Axe 2 : soutien à la demande
Mesure 18 : Diminuer temporairement la TVA applicable aux prestations touristiques.
Mesure 19 : Renforcer le dispositif d'aide au départ en vacances annoncé par le Gouvernement, en la faisant passer jusqu'à 500 euros.
Mesure 20 : Afin de renforcer le recours aux chèques-vacances, unifier les régimes d'exonération de cotisations applicables aux chèques-vacances.
Mesure 21 : Amplifier les mesures dérogatoires de recours aux titres-restaurants.
Mesure 22 : Diminuer exceptionnellement les tarifs autoroutiers cet été.
Mesure 23 : Mieux réguler les avoirs émis par les compagnies aériennes en vue de restaurer la confiance des consommateurs.
Mesure 24 : Accueillir la demande internationale en ouvrant l'intérieur de l'espace Schengen de façon coordonnée à la mi-juin.
Axe 3 : soutien aux mutations du tourisme
Dans le cadre des aides à l'investissement attribuées par la Caisse des dépôts et BPIfrance, privilégier les projets intégrant des dimensions de transition numérique et environnementale, dans une logique d'éco-conditionnalité et de conditionnalité numérique, et participer à la constitution de « champions ».
Faire de la France une destination durable :
Mesure 25 : Définir une stratégie nationale pour un tourisme durable.
Mesure 26 : Réaliser une estimation des émissions de gaz à effets de serre par le secteur touristique en France.
Mesure 27 : Inciter à des investissements massifs dans deux principaux postes : l'innovation technologique visant à « verdir » les transports et la rénovation énergétique des bâtiments et infrastructures touristiques.
Mesure 28 : Renforcer la visibilité des écolabels existants et promouvoir l'information du client sur le bilan carbone des voyages commercialisés.

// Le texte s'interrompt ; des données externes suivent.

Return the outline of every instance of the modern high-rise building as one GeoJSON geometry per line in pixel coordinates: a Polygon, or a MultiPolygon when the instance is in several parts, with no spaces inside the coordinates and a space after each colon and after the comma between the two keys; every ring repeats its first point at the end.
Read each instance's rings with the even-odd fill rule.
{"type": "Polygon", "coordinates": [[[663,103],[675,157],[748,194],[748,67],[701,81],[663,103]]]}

Investir pour mieux répartir les flux touristiques sur notre territoire, en utilisant les leviers des CPER et des contrats de destination.
Investir pour que le tourisme français prenne le virage numérique :
Mesure 29 : Mettre en place un grand plan de formation des professionnels du tourisme au numérique.
Mesure 30 : Améliorer la connaissance de l'offre touristique grâce au numérique.
Mesure 31 : Faire de la Caisse des dépôts et de ses filiales l'agence du soutien à l'innovation touristique, sur le modèle espagnol.
Mesure 32 : Mieux réguler le numérique touristique afin de permettre l'émergence d'acteurs français.
Mesure 33 : Afin de faciliter la mise en oeuvre de la détaxe pour les touristes internationaux non communautaires, s'engager dans sa numérisation.
Investir dans le capital humain par la formation et la revalorisation des métiers du tourisme :
Mesure 34 : Lancer des plans de formation thématiques, comme le numérique, la qualité de service, le tourisme durable ou, à court terme, les normes sanitaires.
Mesure 35 : Lancer une réflexion sur la revalorisation des métiers du tourisme et le statut du saisonnier.
Poursuivre la démarche d'amélioration de la qualité touristique : créer un institut de la qualité touristique, sur le modèle espagnol.
Politique du tourisme : changer de modèle :
Mesure 36 : Nommer un ministre du tourisme de plein exercice, qui s'appuierait sur une administration centrale dédiée.
Mesure 37 : Mettre au premier plan l'indicateur des recettes touristiques issues du tourisme international pour orienter la politique du tourisme au niveau national.
Mesure 38 : De même que pour les touristes internationaux, définir des objectifs chiffrés concernant le développement du tourisme domestique.
* 1 Plus précisément, 45 % en comptant les échanges intra-communautaires et 15 % pour les seuls échanges entre l'Union et les pays tiers.
* 2 Réseau de transport d'électricité (RTE) France, Gaz réseau distribution France (GrDF), Gaz réseau de transport (GRT Gaz), Union française des industries pétrolières (UFIP).
* 3 Indices SPOT, NYMEX et BRENT au 28 mai 2020.
* 4 Haut Conseil pour le climat (HCC).
* 5 Institut de l'Économie pour le Climat (I4CE).
* 6 Agence internationale de l'énergie (AIE).
* 7 Haut Conseil pour le climat (HCC).
* 8 Rapport n° 406 (2019-2020) de M. Albéric de MONTGOLFIER, rapporteur général, fait au nom de la commission des finances, déposé le 21 avril 2020.
* 9 Conseil des prélèvements obligatoires (CPO).